How I Built a $30M Experimentation Program in a Year

Atticus Li

← Blog · experimentation

How I Built a $30M Experimentation Program in a Year

Atticus Li shares how he scaled NRG Energy's experimentation program from 20 tests per year to 150+ total experiments across 7 brands, tying every test to revenue per customer and generating over $1.2M in projected annual lift.

Atticus Li April 7, 2026 9 min read

Atticus Li is the experimentation lead at NRG Energy, where he scaled the company's testing program from roughly 20 experiments per year to over 100 per year in 2025, with 150+ total experiments completed across five retail energy brands. This article details exactly how that happened — the frameworks, the politics, the failures, and the specific wins that made C-suite finance pay attention.

The State of Things When I Arrived

When I joined NRG, the experimentation program existed but it was small. Around 20 tests a year, mostly driven by agency partners. The tests weren't bad, but they suffered from a problem I've seen at every enterprise I've worked with: the HiPPO problem.

HiPPO stands for Highest-Paid Person's Opinion. And at a company managing NRG's five retail brands, there were a lot of HiPPOs with a lot of opinions.

The typical test request looked like this: a VP sees a competitor's homepage and says "let's test that layout." No data backing the hypothesis. No understanding of whether the current design was actually underperforming.
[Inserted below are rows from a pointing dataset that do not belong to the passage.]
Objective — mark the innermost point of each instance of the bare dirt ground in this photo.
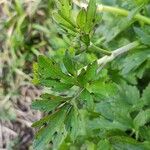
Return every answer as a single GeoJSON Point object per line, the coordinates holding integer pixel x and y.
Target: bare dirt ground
{"type": "Point", "coordinates": [18, 133]}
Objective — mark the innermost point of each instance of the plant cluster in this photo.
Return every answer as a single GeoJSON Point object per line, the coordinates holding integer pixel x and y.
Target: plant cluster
{"type": "Point", "coordinates": [88, 103]}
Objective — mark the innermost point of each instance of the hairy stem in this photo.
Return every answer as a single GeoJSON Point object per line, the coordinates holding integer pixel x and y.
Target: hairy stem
{"type": "Point", "coordinates": [115, 10]}
{"type": "Point", "coordinates": [104, 60]}
{"type": "Point", "coordinates": [98, 49]}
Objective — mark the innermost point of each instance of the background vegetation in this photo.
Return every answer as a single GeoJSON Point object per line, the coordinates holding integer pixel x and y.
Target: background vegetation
{"type": "Point", "coordinates": [29, 30]}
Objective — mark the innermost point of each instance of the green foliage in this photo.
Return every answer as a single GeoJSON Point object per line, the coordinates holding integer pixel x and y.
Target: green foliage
{"type": "Point", "coordinates": [87, 106]}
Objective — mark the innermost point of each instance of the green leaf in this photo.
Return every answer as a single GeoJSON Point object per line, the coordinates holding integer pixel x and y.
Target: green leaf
{"type": "Point", "coordinates": [102, 123]}
{"type": "Point", "coordinates": [48, 102]}
{"type": "Point", "coordinates": [86, 97]}
{"type": "Point", "coordinates": [72, 124]}
{"type": "Point", "coordinates": [146, 95]}
{"type": "Point", "coordinates": [49, 68]}
{"type": "Point", "coordinates": [66, 8]}
{"type": "Point", "coordinates": [45, 105]}
{"type": "Point", "coordinates": [45, 134]}
{"type": "Point", "coordinates": [81, 19]}
{"type": "Point", "coordinates": [56, 85]}
{"type": "Point", "coordinates": [126, 143]}
{"type": "Point", "coordinates": [91, 11]}
{"type": "Point", "coordinates": [143, 36]}
{"type": "Point", "coordinates": [69, 63]}
{"type": "Point", "coordinates": [59, 138]}
{"type": "Point", "coordinates": [91, 71]}
{"type": "Point", "coordinates": [63, 22]}
{"type": "Point", "coordinates": [104, 145]}
{"type": "Point", "coordinates": [142, 118]}
{"type": "Point", "coordinates": [35, 74]}
{"type": "Point", "coordinates": [134, 60]}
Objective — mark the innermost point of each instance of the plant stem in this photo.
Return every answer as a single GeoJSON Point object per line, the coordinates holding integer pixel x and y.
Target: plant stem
{"type": "Point", "coordinates": [104, 60]}
{"type": "Point", "coordinates": [98, 49]}
{"type": "Point", "coordinates": [115, 10]}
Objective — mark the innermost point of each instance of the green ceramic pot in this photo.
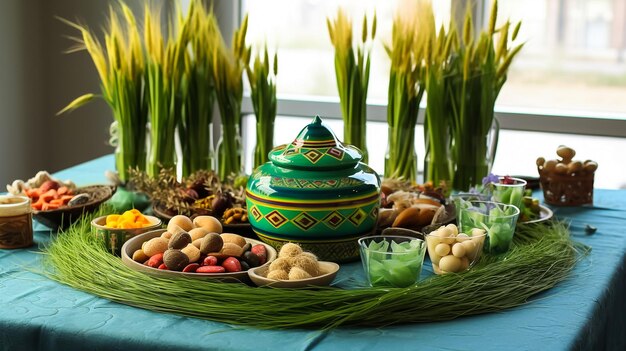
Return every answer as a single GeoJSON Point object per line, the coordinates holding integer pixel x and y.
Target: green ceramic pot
{"type": "Point", "coordinates": [316, 192]}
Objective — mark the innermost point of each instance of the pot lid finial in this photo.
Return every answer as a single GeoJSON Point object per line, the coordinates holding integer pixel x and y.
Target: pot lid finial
{"type": "Point", "coordinates": [316, 148]}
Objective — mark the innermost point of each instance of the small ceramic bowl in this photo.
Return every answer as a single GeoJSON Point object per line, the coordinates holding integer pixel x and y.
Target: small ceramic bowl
{"type": "Point", "coordinates": [329, 272]}
{"type": "Point", "coordinates": [453, 253]}
{"type": "Point", "coordinates": [229, 277]}
{"type": "Point", "coordinates": [114, 239]}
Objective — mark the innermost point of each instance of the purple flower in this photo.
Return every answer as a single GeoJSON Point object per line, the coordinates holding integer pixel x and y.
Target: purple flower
{"type": "Point", "coordinates": [491, 179]}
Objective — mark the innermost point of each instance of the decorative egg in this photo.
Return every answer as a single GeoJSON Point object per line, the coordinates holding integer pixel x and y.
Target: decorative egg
{"type": "Point", "coordinates": [315, 192]}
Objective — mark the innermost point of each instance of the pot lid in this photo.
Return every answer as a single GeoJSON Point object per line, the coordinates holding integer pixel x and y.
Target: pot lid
{"type": "Point", "coordinates": [316, 148]}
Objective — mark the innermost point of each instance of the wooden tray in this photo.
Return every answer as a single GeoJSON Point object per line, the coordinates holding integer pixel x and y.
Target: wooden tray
{"type": "Point", "coordinates": [135, 243]}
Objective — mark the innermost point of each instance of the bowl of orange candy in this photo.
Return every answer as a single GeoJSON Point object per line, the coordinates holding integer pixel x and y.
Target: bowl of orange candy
{"type": "Point", "coordinates": [116, 229]}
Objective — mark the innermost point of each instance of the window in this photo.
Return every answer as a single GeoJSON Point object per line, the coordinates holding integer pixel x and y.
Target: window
{"type": "Point", "coordinates": [574, 59]}
{"type": "Point", "coordinates": [569, 79]}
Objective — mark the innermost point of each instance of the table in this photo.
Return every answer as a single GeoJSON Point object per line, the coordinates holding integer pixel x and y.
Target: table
{"type": "Point", "coordinates": [587, 311]}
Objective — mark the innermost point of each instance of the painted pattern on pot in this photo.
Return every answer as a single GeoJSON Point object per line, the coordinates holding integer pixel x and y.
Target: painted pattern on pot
{"type": "Point", "coordinates": [314, 191]}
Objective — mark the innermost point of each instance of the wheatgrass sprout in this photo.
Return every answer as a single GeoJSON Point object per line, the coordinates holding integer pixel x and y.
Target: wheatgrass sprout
{"type": "Point", "coordinates": [228, 79]}
{"type": "Point", "coordinates": [198, 91]}
{"type": "Point", "coordinates": [437, 165]}
{"type": "Point", "coordinates": [120, 66]}
{"type": "Point", "coordinates": [406, 87]}
{"type": "Point", "coordinates": [352, 71]}
{"type": "Point", "coordinates": [541, 257]}
{"type": "Point", "coordinates": [478, 71]}
{"type": "Point", "coordinates": [262, 77]}
{"type": "Point", "coordinates": [165, 69]}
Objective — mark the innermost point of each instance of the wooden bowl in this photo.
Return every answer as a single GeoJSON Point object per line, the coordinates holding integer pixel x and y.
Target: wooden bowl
{"type": "Point", "coordinates": [329, 270]}
{"type": "Point", "coordinates": [135, 243]}
{"type": "Point", "coordinates": [114, 238]}
{"type": "Point", "coordinates": [243, 229]}
{"type": "Point", "coordinates": [63, 217]}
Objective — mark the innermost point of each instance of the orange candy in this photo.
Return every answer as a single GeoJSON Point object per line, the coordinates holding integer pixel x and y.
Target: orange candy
{"type": "Point", "coordinates": [128, 220]}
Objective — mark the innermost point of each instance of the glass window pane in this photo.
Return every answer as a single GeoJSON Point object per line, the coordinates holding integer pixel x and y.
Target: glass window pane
{"type": "Point", "coordinates": [298, 29]}
{"type": "Point", "coordinates": [574, 58]}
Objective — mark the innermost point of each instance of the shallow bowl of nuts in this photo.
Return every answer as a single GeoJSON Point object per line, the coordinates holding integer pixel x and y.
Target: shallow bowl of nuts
{"type": "Point", "coordinates": [566, 181]}
{"type": "Point", "coordinates": [196, 249]}
{"type": "Point", "coordinates": [294, 268]}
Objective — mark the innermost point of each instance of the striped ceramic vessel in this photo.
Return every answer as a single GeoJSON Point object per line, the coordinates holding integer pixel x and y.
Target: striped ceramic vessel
{"type": "Point", "coordinates": [316, 192]}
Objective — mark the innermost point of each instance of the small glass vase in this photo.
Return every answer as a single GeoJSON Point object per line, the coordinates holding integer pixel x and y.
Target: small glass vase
{"type": "Point", "coordinates": [473, 156]}
{"type": "Point", "coordinates": [401, 157]}
{"type": "Point", "coordinates": [229, 151]}
{"type": "Point", "coordinates": [356, 136]}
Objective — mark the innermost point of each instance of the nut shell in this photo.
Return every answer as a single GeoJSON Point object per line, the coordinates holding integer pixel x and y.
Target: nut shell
{"type": "Point", "coordinates": [182, 221]}
{"type": "Point", "coordinates": [567, 153]}
{"type": "Point", "coordinates": [209, 223]}
{"type": "Point", "coordinates": [179, 240]}
{"type": "Point", "coordinates": [211, 242]}
{"type": "Point", "coordinates": [175, 260]}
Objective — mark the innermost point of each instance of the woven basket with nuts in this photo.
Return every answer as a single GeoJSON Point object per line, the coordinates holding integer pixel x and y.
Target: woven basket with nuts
{"type": "Point", "coordinates": [565, 181]}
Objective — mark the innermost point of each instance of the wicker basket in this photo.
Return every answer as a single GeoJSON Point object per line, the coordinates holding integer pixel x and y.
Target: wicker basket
{"type": "Point", "coordinates": [567, 189]}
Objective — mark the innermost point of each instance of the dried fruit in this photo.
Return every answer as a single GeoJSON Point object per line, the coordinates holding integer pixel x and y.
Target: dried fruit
{"type": "Point", "coordinates": [231, 264]}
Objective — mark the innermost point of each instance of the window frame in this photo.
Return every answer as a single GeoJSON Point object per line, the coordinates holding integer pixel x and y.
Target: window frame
{"type": "Point", "coordinates": [523, 119]}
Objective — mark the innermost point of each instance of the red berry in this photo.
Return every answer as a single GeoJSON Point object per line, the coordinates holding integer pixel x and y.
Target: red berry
{"type": "Point", "coordinates": [191, 268]}
{"type": "Point", "coordinates": [47, 185]}
{"type": "Point", "coordinates": [155, 261]}
{"type": "Point", "coordinates": [210, 261]}
{"type": "Point", "coordinates": [210, 269]}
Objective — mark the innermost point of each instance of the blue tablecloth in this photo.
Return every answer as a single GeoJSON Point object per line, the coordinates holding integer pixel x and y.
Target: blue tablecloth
{"type": "Point", "coordinates": [587, 311]}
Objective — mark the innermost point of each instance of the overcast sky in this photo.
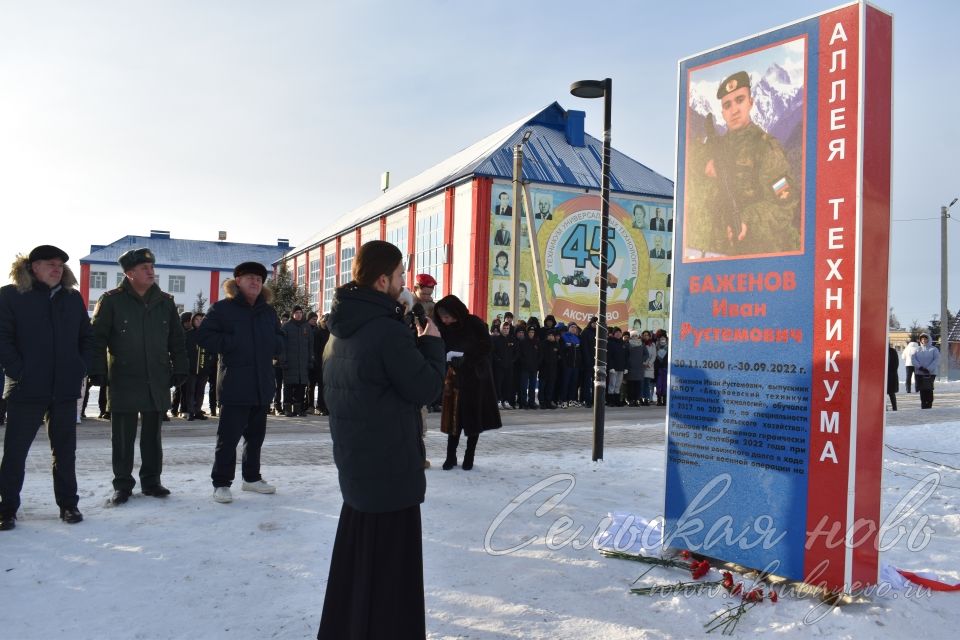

No pre-test analysis to determine if the test could even reach statistical significance with available traffic.

I knew from my time at SVB that experimentation only scales when you remove opinion from the equation and replace it with process. The question was how to do that across five brands with different traffic volumes, different customer segments, and different stakeholder groups.

Step One: Bringing Everything In-House

The first major shift was bringing experimentation fully in-house. The agency model had served its purpose, but it created a dependency that slowed everything down. Turnaround times were long. Context was lost between handoffs. And the agency team didn't live inside our data the way an internal team needs to.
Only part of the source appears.